Description
Prerequisites
- I am running the latest code. Mention the version if possible as well.
- I carefully followed the README.md.
- I searched using keywords relevant to my issue to make sure that I am creating a new issue that is not already open (or closed).
- I reviewed the Discussions, and have a new and useful enhancement to share.
Feature Description
I ran into problem running nvidia_Llama-3_3-Nemotron-Super-49B-v1-GGUF model in LM Studio on dual RTX 3090 setup. LM Studio splits model evenly among GPUs (default llama-cli option), but in case of Nemotron with much bigger first layers it leads to very unequal VRAM usage. This results in OOM, when I try to increase context size while having plenty of free VRAM on the second GPU. I got exactly the same behavior by using llama-cli with default even split.
Motivation
This is necessary for any model that has unbalanced structure, e.g. first layers are much bigger than later ones.

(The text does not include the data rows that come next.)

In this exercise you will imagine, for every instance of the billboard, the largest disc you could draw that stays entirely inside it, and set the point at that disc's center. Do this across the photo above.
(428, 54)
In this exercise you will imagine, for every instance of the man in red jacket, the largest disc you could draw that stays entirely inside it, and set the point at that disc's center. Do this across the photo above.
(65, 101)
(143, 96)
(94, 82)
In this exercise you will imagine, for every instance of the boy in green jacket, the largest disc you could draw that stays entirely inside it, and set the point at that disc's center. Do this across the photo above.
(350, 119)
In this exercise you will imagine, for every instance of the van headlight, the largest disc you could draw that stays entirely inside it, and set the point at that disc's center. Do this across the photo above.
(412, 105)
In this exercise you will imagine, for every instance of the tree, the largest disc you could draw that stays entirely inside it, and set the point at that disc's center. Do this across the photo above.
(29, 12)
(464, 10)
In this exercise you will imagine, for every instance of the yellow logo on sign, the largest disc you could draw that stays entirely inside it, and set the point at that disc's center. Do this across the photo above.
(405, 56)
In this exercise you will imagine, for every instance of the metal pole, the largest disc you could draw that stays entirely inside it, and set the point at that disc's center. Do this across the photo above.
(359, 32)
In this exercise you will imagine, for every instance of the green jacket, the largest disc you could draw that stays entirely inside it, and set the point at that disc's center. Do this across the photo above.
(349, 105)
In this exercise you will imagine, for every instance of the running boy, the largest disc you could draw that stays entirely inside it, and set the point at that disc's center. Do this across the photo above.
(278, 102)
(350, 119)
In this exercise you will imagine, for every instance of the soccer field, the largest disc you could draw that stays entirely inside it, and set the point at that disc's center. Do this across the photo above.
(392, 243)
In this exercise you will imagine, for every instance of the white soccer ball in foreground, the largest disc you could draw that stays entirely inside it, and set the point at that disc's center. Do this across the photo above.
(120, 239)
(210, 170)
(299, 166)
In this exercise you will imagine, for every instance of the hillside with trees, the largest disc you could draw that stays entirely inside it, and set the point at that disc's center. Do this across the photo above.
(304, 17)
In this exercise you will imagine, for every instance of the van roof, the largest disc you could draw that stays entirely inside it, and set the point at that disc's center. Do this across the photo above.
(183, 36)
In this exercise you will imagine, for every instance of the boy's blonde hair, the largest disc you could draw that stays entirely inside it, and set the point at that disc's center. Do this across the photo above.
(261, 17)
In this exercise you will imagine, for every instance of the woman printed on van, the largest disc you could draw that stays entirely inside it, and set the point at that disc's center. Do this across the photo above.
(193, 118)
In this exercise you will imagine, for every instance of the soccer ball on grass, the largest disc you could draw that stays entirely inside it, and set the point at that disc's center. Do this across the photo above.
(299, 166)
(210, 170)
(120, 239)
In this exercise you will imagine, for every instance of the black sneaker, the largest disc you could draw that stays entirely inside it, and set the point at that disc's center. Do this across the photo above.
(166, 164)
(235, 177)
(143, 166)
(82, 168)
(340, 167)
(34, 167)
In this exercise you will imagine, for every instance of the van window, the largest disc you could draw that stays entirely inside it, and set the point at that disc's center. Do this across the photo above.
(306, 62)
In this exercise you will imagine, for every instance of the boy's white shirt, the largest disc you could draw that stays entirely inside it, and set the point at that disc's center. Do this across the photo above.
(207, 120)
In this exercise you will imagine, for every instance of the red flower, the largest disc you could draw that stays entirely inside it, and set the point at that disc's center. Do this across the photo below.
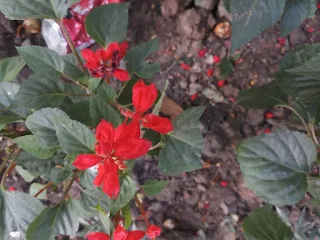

Without this feature downstream application wouldn't be able to load model weights evenly and use VRAM efficiently in case of multi GPU setup, since it doesn't have info about layers sizes.
Possible Implementation
Please make equivalent to --tensor-split command or change it behavior to split according VRAM usage rather than number of layers for convenient use of models with asymmetric layers sizes. Possible implementation, in case of two GPUs: solve one equation with k, where k is a number of layers offloaded to GPU0 in such a way that sum of sizes of first k layers approximately equals to the sum of sizes of n-k last layers.